Search code examples
urlwebunicodeiri

What are the eligible characters in a URL's Fragment (location.hash)?


Context: I am creating an app that stores its data in the location.hash. I want to encode as few characters as possible to maintain maximum legibility.

As explained in this answer, reserved characters are different for each segment of the URL. So what are the limitations for URL Fragment/location.hash specifically?

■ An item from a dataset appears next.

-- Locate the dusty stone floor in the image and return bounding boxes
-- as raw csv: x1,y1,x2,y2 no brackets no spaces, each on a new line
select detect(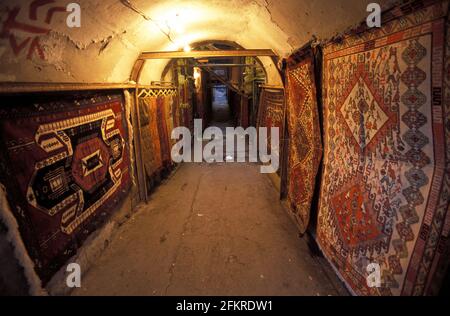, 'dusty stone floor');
71,161,347,296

Related post: Unicode characters in URLs


Solution

  • According to RFC 3986: Uniform Resource Identifier (URI):

    fragment      = *( pchar / "/" / "?" )
    pchar         = unreserved / pct-encoded / sub-delims / ":" / "@"
    unreserved    = ALPHA / DIGIT / "-" / "." / "_" / "~"
    pct-encoded   = "%" HEXDIG HEXDIG
    sub-delims    = "!" / "$" / "&" / "'" / "(" / ")"
                  / "*" / "+" / "," / ";" / "="
    

    Unpacking all that, and ignoring percent-encoding, I find the following set of characters:

    abcdefghijklmnopqrstuvwxyzABCDEFGHIJKLMNOPQRSTUVWXYZ0123456789-._~!$&'()*+,;=:@/?
    

    Although the RFC does not mandate a particular encoding and deals in characters only (not bytes), according to Section 2.3 ALPHA means ASCII only, i.e. the 26 letters of the Latin alphabet. Any non-ASCII letters must therefore be percent-encoded.